Monday, September 5, 2011

Deleting Collections From Credit Reports With the "One-Two Punch"

If you've hung around debt collection forums for any length of time, you've probably heard of the "one-two" punch. The "one-two" punch essentially consists of sending a validation letter to the collection agency and immediately following that validation up with a credit bureau dispute. This is supposed to result in the credit bureaus deleting collections from your credit report. Here's how it works:

How the One-Two Punch Deletes Collection Accounts

The Fair Debt Collection Practices Act notes that, once a debtor sends a debt validation request, the collection agency cannot legally validate the debt to any entity other than the consumer that requested the validation until after it has sent proper validation to the consumer. Thus, the collection agency cannot legally validate the debt to the credit bureaus until after it sends proper validation to the debtor.

The one-two punch rests heavily on time constraints. The hope here is that the collection agency won't be able to validate the debt to the credit bureaus within the 30 day time limit required by law. After the 30 days, the credit bureaus stop waiting for a response to the request and simply delete the collection tradeline from the debtor's credit report.

Yet another potential help is if the collection agency validates the debt to the credit bureaus without responding to the consumer's validation request. This gives the consumer the right to sue the collection agency. Upon notification that a lawsuit is pending, most collection agencies would rather delete the entry than duke it out in court.

Problems With This Deletion Tactic: Debt Validation Time Limit

There seems to be some serious misunderstanding regarding when you can send a debt validation letter to a collection agency. The FDCPA gives you 30 days to dispute the debt with the collector. Those 30 days start on the day you first became aware of the existence of the debt. Sure, you can claim you didn't receive the boatloads of letters the company sent to you asking for payment, but if the company can prove via recorded phone calls or evidence of certified mail that you were aware of the debt for more than 30 days prior to sending your validation request, it isn't legally bound to respond to that request.

So if you're going to try the one-two punch, do it within the first 30 days of being contacted by the collection agency, just to be safe.

Confusion Over "Proper" Debt Validation

Another aspect of the "one-two punch" hinges on the collection agency not providing the consumer with validation of the debt. Hunt around on the web for "proper" debt validation. What do you find? Probably a bunch of this:

"Proper validation constitutes the amount of the debt, the name of the account holder and his Social Security number, the name and address of the original creditor, proof that the collection agency has a contract with the original creditor giving it permisison to collect the debt..."
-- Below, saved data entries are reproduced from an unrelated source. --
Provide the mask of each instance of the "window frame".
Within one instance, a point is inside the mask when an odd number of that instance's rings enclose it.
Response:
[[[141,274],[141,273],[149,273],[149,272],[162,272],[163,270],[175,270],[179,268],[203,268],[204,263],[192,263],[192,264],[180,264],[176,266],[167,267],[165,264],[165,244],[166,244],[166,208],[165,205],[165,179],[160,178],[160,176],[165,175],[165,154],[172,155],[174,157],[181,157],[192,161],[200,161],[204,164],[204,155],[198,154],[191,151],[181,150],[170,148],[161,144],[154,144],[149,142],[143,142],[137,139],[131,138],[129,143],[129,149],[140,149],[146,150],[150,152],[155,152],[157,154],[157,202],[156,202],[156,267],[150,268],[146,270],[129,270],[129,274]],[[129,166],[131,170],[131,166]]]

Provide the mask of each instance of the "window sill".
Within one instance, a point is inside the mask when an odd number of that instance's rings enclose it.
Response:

Blah, blah, blah. While we'd all love for this to be true, the FDCPA gives collection agencies a loophole by not stipulating what constitutes proper validation. Nothing. Nada. It's not there. Sure, there are FTC opinion statements, but those aren't fact or law. They're opinions. The truth is, the collection agency can send you a piece of paper with "IT'S YOURS DIRTBAG" scrawled across the front of it in red crayon and call it validation. While you may be able to nail them for harassment for that, they can still claim they considered it proper validation – leaving them free to legally validate your debt to the credit bureaus.

When the One-Two Punch Works, Watch Out for Reinsertion 

I've met people for whom the "one-two" punch has worked beautifully, so I'm not saying don't give it an honest effort. Be wary, however. If the collection agency isn't able to respond to the credit bureaus' validation request due to the fact that its actually adhering to federal law (many don't bother to follow the law) don't be surprised if the same collection account pops right back up on your credit report a couple of months after being deleted.

This is because the FDCPA give creditors the right to have previously deleted information reinserted if the creditor can prove to the credit bureaus that the information is correct and was deleted in error. Sadly, with collection agencies, this often happens as a result of the company sending the credit bureaus a certified letter stating something along the lines of, "That information you deleted was correct. Look, we have the guy's name and the amount he owes. It must be right. Reinsert this please."

And the demon reappears.

So, by all means, give the one-two punch a try. I'd love to know how it works out for you, but make sure to watch your credit report like a hawk for a few months afterward to ensure that the same old collection account doesn't pop up on your credit report after you thought you'd had it deleted.